Investors are always looking for the best time to enter the market. But "timing the market"—or entering at the lowest point of a market downturn—is something that even professional investors are not able to do. Even if you succeed in your attempt to time the market, the benefit fades away the longer your investment horizon is. Studies show that by being continuously invested you make sure that you don’t miss the market’s best days, which makes a positive impact in your portfolio's performance over time.
Invest a lump sum of money all at once or spread it out in instalments?
Supporters of investing in instalments over time rather than all at once argue that, by doing so, you are less likely to put the entire amount into the market right before a downturn. By buying units at different points in time, you may minimize the effect when the time of the next market plunge comes. While the argument sounds fair, research shows that investing the entire lump sum results in better returns, most of the time. However, if your concern is preservation of assets, then investing in instalments might be the better approach for you.
Have a Plan and Stick to it
The key is to determine how much time you have until you want to use your savings, so that you have enough time in the market to achieve your goals.
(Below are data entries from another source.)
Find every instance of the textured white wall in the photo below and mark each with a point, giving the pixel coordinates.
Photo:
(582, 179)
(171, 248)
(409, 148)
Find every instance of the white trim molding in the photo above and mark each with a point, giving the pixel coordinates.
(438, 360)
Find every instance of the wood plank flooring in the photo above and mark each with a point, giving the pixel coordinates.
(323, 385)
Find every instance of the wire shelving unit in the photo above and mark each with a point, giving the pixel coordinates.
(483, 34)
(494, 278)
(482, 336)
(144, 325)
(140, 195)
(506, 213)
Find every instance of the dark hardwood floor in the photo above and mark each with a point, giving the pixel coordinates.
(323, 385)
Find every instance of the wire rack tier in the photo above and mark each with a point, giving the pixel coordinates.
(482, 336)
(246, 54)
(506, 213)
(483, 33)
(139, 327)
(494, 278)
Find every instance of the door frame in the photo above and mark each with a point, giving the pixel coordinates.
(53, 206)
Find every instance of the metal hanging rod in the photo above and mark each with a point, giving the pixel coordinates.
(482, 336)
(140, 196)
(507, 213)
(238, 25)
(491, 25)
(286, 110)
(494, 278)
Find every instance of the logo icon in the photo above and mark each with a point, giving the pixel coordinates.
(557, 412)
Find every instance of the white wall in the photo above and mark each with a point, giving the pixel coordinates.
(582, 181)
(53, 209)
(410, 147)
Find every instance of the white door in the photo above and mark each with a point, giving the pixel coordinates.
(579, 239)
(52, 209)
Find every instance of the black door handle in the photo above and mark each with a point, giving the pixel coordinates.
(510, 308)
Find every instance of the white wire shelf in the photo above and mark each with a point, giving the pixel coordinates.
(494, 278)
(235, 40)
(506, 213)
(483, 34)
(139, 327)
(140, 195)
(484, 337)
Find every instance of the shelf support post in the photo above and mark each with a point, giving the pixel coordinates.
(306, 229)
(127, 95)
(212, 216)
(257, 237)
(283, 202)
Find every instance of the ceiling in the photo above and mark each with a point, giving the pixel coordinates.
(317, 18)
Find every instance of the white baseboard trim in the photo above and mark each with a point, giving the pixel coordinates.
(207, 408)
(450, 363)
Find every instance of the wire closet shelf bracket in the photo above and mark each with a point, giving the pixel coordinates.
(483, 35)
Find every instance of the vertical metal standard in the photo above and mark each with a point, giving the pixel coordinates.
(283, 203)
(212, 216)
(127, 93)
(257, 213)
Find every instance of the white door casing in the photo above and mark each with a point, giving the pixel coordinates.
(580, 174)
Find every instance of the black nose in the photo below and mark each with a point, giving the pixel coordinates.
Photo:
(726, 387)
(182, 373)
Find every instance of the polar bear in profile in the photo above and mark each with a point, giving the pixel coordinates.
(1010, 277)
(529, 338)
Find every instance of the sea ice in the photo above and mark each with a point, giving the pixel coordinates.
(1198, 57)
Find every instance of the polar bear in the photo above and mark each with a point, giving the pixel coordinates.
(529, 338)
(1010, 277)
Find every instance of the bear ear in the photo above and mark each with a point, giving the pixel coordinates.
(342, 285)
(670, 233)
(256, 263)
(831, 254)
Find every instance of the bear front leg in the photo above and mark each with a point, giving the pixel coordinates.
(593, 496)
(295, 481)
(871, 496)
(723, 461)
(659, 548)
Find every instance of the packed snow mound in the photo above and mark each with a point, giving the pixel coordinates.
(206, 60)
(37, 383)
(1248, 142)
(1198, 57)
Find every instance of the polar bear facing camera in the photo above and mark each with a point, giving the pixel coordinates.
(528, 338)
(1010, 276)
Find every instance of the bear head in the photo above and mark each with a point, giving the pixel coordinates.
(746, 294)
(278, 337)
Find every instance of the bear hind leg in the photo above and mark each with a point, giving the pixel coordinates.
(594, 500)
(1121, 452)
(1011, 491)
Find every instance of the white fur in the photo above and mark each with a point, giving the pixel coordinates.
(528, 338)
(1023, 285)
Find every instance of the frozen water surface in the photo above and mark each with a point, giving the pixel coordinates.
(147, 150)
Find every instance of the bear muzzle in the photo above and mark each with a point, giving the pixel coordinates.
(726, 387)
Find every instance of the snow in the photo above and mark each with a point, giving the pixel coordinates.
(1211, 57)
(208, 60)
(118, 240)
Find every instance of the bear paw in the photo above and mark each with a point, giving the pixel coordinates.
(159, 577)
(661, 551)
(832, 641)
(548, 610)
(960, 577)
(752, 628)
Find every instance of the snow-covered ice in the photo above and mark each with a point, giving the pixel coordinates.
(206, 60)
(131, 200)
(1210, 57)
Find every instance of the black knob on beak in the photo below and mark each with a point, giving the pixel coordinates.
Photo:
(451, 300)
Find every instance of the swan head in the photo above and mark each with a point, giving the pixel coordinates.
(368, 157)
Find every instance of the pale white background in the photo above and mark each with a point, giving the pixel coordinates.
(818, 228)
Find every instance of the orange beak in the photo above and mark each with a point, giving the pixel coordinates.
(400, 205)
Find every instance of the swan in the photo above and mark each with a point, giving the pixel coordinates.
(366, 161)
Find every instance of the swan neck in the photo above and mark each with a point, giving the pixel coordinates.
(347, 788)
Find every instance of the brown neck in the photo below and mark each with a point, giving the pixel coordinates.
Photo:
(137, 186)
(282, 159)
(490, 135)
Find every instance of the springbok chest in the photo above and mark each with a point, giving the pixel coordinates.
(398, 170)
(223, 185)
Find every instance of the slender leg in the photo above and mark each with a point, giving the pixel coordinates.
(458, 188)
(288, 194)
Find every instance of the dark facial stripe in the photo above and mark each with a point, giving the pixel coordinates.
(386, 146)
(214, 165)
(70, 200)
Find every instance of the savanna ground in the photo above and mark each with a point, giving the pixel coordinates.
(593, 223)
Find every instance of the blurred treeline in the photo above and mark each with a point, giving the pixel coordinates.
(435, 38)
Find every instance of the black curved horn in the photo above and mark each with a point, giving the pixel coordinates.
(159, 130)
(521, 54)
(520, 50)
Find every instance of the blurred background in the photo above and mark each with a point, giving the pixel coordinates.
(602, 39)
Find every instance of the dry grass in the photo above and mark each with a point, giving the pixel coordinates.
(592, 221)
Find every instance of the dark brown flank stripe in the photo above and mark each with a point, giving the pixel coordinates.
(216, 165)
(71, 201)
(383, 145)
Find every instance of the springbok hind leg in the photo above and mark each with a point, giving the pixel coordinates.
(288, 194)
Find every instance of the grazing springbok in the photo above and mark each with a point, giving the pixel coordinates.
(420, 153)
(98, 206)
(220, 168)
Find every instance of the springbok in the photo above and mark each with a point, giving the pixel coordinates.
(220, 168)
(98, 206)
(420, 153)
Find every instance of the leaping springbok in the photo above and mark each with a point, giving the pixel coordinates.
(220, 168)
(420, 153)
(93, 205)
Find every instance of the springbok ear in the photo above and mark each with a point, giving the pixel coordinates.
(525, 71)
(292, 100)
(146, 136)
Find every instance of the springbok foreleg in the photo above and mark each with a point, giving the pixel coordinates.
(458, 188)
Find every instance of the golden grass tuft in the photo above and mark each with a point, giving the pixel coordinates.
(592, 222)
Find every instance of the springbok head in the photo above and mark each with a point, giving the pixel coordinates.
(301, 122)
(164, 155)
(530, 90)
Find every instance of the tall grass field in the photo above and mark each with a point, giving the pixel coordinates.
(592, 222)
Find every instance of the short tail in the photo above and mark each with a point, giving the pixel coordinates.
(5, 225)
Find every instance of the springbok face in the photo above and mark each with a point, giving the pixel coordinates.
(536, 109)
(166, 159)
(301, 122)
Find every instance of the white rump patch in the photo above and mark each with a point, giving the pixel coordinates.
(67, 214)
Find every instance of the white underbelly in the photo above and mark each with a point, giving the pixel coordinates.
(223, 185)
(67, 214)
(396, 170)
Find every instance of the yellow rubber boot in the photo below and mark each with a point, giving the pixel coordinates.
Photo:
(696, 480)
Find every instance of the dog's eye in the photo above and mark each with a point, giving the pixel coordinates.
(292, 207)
By being invested in a diversified portfolio that spreads out your risk, you can start reaping the rewards of compounding and achieve even higher growth rates on your initial capital. With a smart investment plan and the discipline to keep to it, you don’t need to worry about short term market movements. As long as you’re willing to stick to your plan, sometimes for slightly longer than you initially anticipated, history has shown again and again that you’ll be rewarded in the end.